«Клей», вероятно, служит для закрепления ингредиентов, как лак в двух предыдущих коктейлях.
Наконец, эстетика напитка усиливается регламентацией рецептуры, которая заключается в том, что «все это неделю настаивается на табаке сигарных сортов»: сигара в культуре является атрибутом скорее мужского, нежели женского облика.
Напоследок стоит обратить внимание на финал размышлений о «Сучьем потрохе»:
Уже после двух бокалов этого коктейля человек становится настолько одухотворенным, что можно подойти и целых полчаса с полутора метров плевать ему в харю, и он ничего тебе не скажет.
Уже после двух бокалов этого коктейля человек становится настолько одухотворенным, что можно подойти и целых полчаса с полутора метров плевать ему в харю, и он ничего тебе не скажет.
А. Плуцер-Сарно справедливо усматривает в этом фрагменте аллюзию на текст Евангелия[1230], однако в дополнение к новозаветному подтексту можно отметить мотив появления неестественной богатырской силы, коррелирующий с семантикой маскулинно-фольклорного напитка.
Итак, «Сучий потрох» – «былинный» коктейль, в котором к фольклорности примешана новозаветность; он транслирует маскулинную эстетику и обращен скорее к темам физиологического дискомфорта и физической силы, чем к воспетой в поэзии женской телесности, как в «Слезе комсомолки».
* * *
Четыре коктейля главы «Электроугли – 43‐й километр», таким образом, формируют своеобразный алкогольно-лирический цикл, в котором по правилам «словесной выпивки» с каждым коктейлем повышается «художественный градус»: все начинается с довольно простого «Ханаанского бальзама», состоящего из трех ингредиентов, далее читатель открывает для себя «Дух Женевы», чуть более сложный и содержащий четыре компонента, затем следует изысканная «Слеза комсомолки», состоящая из шести компонентов, и завершается цикл «Сучьим потрохом», также состоящим из шести ингредиентов, но впоследствии настаивающимся на седьмом – табаке. Вслед за опьянением героя – и буквальным, и пародийным, эстетическим, такое же опьянение должны, по-видимому, испытать разной степени пытливости читатели, старающиеся вникнуть в тонкости рецептуры и обнаружить хоть какое-то логическое начало, говорящее о закономерности таинства приготовления коктейлей.

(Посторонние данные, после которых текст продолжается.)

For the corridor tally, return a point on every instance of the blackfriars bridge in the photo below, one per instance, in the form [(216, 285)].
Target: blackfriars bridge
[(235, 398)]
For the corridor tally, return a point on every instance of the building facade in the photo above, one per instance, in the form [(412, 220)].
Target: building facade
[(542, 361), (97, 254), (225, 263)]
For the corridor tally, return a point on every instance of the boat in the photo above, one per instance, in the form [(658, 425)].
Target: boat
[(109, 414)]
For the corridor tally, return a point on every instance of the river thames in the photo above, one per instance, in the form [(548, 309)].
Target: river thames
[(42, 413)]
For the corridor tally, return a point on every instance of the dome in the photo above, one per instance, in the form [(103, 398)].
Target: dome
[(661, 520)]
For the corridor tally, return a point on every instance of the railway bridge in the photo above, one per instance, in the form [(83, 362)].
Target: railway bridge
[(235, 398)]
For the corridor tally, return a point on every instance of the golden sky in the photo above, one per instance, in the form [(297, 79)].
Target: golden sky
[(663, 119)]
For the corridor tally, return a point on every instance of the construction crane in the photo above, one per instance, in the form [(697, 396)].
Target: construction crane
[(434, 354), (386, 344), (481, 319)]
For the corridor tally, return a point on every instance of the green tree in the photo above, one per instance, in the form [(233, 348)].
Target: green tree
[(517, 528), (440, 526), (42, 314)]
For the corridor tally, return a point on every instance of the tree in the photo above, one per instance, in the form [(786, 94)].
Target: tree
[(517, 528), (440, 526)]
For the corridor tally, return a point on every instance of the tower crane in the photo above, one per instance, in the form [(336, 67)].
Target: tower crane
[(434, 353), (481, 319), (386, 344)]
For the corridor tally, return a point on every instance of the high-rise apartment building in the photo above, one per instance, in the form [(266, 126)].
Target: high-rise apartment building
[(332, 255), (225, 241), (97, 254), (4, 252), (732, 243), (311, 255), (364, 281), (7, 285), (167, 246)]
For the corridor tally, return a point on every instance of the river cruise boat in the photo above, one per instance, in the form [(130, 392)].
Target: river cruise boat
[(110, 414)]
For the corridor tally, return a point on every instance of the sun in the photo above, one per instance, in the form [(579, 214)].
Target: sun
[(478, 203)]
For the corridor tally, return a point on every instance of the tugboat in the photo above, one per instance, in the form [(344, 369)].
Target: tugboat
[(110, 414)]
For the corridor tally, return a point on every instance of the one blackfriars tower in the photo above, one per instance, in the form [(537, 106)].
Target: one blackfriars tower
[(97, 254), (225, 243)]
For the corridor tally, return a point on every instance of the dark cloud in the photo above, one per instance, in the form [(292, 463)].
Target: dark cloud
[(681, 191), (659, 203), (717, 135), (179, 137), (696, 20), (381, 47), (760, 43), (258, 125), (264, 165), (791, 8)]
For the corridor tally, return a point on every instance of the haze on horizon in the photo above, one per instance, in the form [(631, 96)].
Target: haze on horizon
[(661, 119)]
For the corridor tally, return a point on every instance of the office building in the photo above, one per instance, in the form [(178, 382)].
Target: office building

Из этой точки хочется еще раз вернуться к рецептам и сформулировать несколько наблюдений. Во-первых, если и говорить об определенном виде искусства, то коктейли, конечно, ближе всего к поэтическому творчеству. Все рецепты из главы «Электроугли – 43‐й километр» записаны в столбик; они, по замечанию Ю. Б. Орлицкого, наряду со строками, состоящими из ряда точек, и графиками потребления алкоголя, эквивалентны строфам[1231]. В последних двух коктейлях поэтичность педалируется на фонетическом уровне: в «Слезе комсомолки» слова «лаванда», «вербена», «вода», «зубной» и «лимонад» построены на сонорных и на звонких согласных и делают коктейль наиболее мелодически окрашенным из всех четырех; в «Сучьем потрохе», напротив, превалируют глухие и шипящие согласные. Наконец, как уже было неоднократно отмечено, в языки описания коктейлей в основном включены цитаты, привнесенные из поэтических текстов.